Per quanto riguarda i paesi in via di sviluppo siamo partiti dall'Uzbekistan, quindi centro Asia, perché è un mercato dove si parla russo, lingua che io e altri colleghi conosciamo. In più, in Uzbekistan stiamo facendo sourcing di competenze, in quanto il paese sta seguendo un po' il modello India. Ci sono tante università, private e pubbliche, che insegnano tematiche di IT e cybersecurity. Questa diventa quindi un'espansione doppia: da un lato commerciale, con clienti importanti, e dall'altro è un reperimento di talenti.

In Spagna volevamo fare la prima mossa in un paese simile all'Italia per quanto riguarda la maturità del settore. Andare a nord sarebbe stato rischioso, perché in nazioni come Francia e Germania l'ecosistema di cybersecurity è più maturo e più competitivo. Inoltre, uno dei nostri principali distributori, Esprinet, è il più grande distributore sia in Italia che in Spagna".

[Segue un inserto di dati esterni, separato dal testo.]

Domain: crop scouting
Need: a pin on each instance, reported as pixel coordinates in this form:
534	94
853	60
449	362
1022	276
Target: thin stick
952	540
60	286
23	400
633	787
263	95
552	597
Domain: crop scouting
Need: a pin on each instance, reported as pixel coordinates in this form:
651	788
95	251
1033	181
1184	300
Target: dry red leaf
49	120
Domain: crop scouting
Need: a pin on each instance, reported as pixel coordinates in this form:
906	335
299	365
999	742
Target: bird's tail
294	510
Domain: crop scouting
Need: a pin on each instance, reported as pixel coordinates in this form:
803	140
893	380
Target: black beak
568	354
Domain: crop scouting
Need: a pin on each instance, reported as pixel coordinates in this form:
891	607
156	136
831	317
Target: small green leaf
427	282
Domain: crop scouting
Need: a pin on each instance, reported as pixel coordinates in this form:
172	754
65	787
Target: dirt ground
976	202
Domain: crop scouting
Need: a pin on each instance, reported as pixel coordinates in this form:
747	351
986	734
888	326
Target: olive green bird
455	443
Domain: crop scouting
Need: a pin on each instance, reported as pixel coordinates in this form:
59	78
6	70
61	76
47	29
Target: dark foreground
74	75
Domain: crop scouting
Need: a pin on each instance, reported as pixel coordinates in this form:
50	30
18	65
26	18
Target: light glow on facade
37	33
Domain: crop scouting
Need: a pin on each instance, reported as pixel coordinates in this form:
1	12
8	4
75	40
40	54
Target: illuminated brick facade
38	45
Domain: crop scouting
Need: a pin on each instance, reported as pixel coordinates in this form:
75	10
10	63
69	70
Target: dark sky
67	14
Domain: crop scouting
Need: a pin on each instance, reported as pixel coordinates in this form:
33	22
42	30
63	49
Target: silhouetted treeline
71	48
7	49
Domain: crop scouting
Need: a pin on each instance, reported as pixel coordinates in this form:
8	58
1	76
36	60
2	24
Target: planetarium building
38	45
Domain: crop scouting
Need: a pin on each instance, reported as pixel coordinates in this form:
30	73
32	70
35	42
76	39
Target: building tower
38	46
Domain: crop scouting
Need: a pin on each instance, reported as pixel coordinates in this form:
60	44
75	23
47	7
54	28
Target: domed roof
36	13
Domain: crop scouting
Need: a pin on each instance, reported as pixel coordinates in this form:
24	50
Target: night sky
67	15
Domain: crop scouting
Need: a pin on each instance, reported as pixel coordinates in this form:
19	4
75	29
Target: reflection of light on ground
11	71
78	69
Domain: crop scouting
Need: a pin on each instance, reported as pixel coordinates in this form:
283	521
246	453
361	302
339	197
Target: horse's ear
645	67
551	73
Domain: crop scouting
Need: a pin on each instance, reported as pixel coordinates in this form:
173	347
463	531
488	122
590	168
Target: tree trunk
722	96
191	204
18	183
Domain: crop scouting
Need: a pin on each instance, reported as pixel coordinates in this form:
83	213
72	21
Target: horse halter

Perché avete deciso di quotarvi in borsa e perché questo è il momento giusto per farlo?

"L'azienda è nata per fare prodotti, ma non volevano nemmeno chiuderci in uno scantinato a lavorare solo sulla tecnologia e tralasciare la diffusione del marchio tra i clienti o la brand awareness. Ci siamo messi subito in gioco sul lato servizi per acquisire partner e clienti medio-grandi, in modo che quando il prodotto fosse stato pronto avessimo già dove piazzarlo e accorciare il ciclo di vendita.

Ad oggi abbiamo finanziato questo sviluppo utilizzando la marginalità e i servizi. Adesso dobbiamo accelerare la nostra roadmap di sviluppo, anche per andare ad acquisire alcune aziende tecniche, come spinoff universitari con tecnologie molto buone, e continuare l'internazionalizzazione. Abbiamo valutato diverse strade, ma siccome il management dell'azienda è impegnato a lungo termine, la strada dell'IPO ci sembrava la strada più adeguata".

Per cosa userete i proventi della quotazione?

"Li impiegheremo su quattro aree. La prima è il supporto dell'internazionalizzazione, migliorando la presenza dove siamo già. La seconda è la ricerca e sviluppo: oggi abbiamo tre soluzioni a sè stanti, ma vogliamo sviluppare una piattaforma integrata fatta da cinque prodotti verticali che porti vantaggi commerciali e tecnici. Il terzo punto è legato alla strutturazione dell'azienda: oggi col team che abbiamo riusciamo a seguire molto bene i clienti più grandi, mentre gli altri sono semi-gestiti; vogliamo migliorare i rapporti con tutti. L'ultimo campo è quello delle acquisizioni: abbiamo visto in passato delle startup molto interessanti, che magari hanno la tecnologia ma non risorse commerciali e di marketing, e che sarebbe interessante portarci in casa. In questo momento la qualità della tecnologia è più importate di dove si trova l'azienda, ma le realtà più interessanti che stiamo valutando sono in Italia e in Svizzera".